Conversaciones en la sala solitaria


x Fesal Chain


Una sala de 10 por 5, de al menos 4 metros 20 de alto, solitaria, en medio de ella cuelga una lampara de papel larguísima, una especie de tubo o aunque más parece un espiral que gira y gira lentamente. La luz de la sala es tenue, cual vaga neblina, que teje blancos y grises sobre objetos quietos, como en una narración de Musil. El hombre conversa consigo mismo, en una fría noche lúgubre de julio. Todo se ha ido descomponiendo, con la lentitud de su vida que le parece desperdiciada. Ayer quedaron los juegos del niño a través de los manzanos y de la tierra quemada, o los pasos aterrorizados en el laberinto de enanos torturadores. Ayer quedó la marcha de la juventud idealista, enarbolando supuestas humanidades que no eran sino los látigos que no dieron resultado. La vocación del poder tiránico recubierta de amor al hombre. Ayer quedaron los hijos, en el silencio de las calles y detrás de las banderas ondeando en su lujuria. Ayer quedaron las bien y mal amadas, las que con una sonrisa o una mueca de dolor vieron al hombre que partió arrastrando sus orgullos, sus veleidades, sus promesas y sus sueños sin substancia. Ayer quedo todo el ayer, y bajo el cielo raso de la casa de los otros, el hombre recibe sus monedas, los vueltos y el sencillo de sus compras inmateriales, de sus visitas a los supermercados del espíritu, donde alargó manos y huesos, para recibir papeles que escondían sólo dibujos, sin trabajo que los sostuvieran.

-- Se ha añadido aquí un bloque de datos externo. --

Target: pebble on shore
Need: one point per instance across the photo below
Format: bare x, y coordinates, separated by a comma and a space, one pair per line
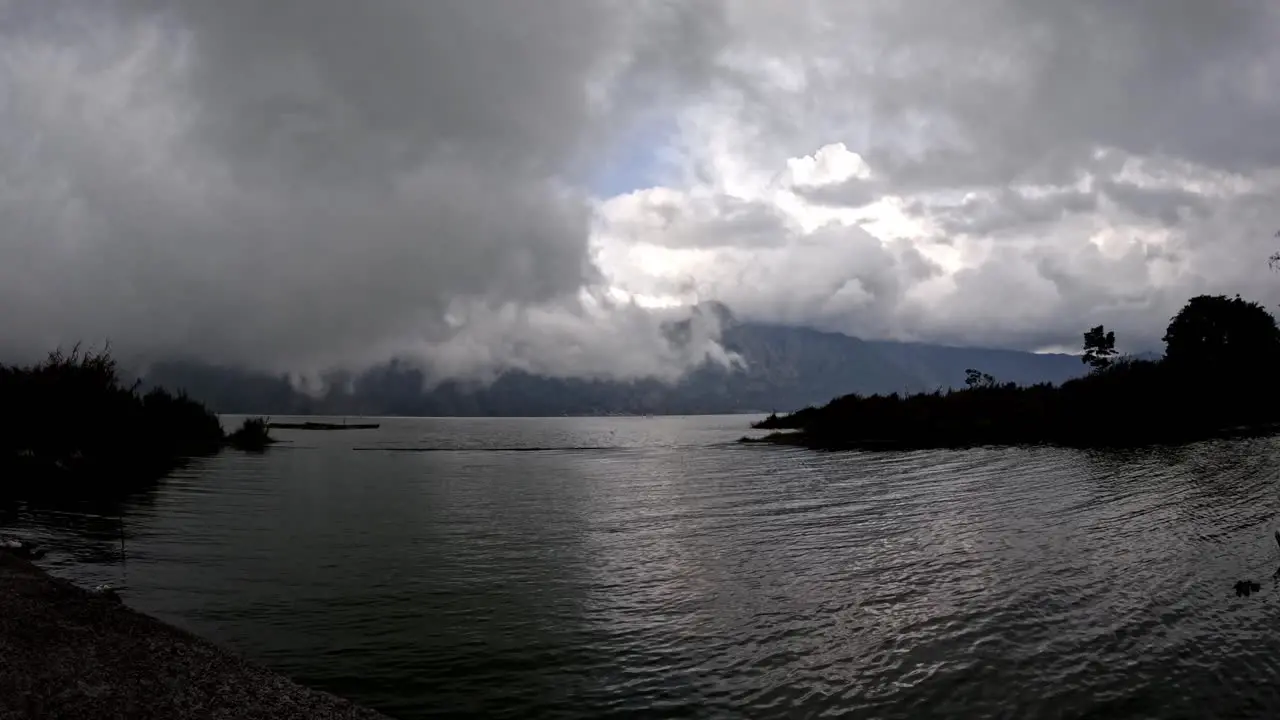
69, 654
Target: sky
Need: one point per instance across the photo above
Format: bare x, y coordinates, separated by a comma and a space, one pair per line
488, 185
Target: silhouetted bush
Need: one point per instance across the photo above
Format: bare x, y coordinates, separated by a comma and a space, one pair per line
1219, 378
68, 424
252, 436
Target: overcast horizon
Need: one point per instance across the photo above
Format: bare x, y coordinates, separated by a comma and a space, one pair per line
488, 185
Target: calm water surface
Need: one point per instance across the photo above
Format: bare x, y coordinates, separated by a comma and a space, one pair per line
598, 568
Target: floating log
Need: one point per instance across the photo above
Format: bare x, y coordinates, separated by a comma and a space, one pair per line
323, 427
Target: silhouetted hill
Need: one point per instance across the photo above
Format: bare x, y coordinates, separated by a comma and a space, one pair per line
786, 368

Tomó el libro sobre la mesa gigante, que parecía un animal prehistórico esperando, y leyó los fragmentos de aquel que se fue:

“Quienes somos nosotros, sino los que engrillados debemos caminar con la frente en alto, sabiendo que preservamos al antiguo hombre, que se encuentra en el subterráneo de la historia. Quienes somos, sino los que envueltos al paso de la marejada, colocamos el viejo colchón en el suelo y nos tapamos con frazadas hecha jirones, porque intuimos que vendrán los tiempos de un sol apenas tibio, que marcará descolorido nuestras frentes y nos permitirá correr tras esa luz parpadeando en el ocaso. Quienes somos, sino los que podemos compartir una palabra, un abrazo, un beso de camaradas, y la ilusión del fin de todo sufrimiento, en la penumbra de los días repitiéndose. Quienes somos, sino los que nos erguimos cuando a través y sobre nuestros cuerpos, el frío y la humedad del barro que cala los huesos, pretende pulverizarnos. Quienes somos, sino los que observamos calmos, el pan y el agua hervida en los calderos negros de un patio de cenizas. Aquellos que no hablamos de lo que no conocemos, ni dibujamos trazos en el aire, que no hubiesen sido tatuados en nuestra espalda por los guardianes del infierno. Quienes somos nosotros, sino aquellos que sentados en una silla de metal, en algún pasillo de viejas instituciones, fijamos la pupila en los que administran el juego de poderes y riquezas, y que a la par de manchar papeles con reglamentos y leyes, de letra muerta, hilvanan a golpes de partículas atómicas y sangre viscosa, el nacimiento del nuevo Prometeo”.

Entonces, el hombre dejó el libro sobre la mesa, que comenzó a moverse lentamente, mientras el espiral daba vueltas enloquecido en su propio eje, y dio la espalda a la pieza fantasmal, sabiendo esa noche más que nunca, que los desperdiciados eran ellos, los que lo esperaban, afuera bajo la ventana, en el tráfago de la vida, ellos, los muertos vivos, demasiado orgullosos y demasiado convencidos, de no estar atados a ninguna estrella.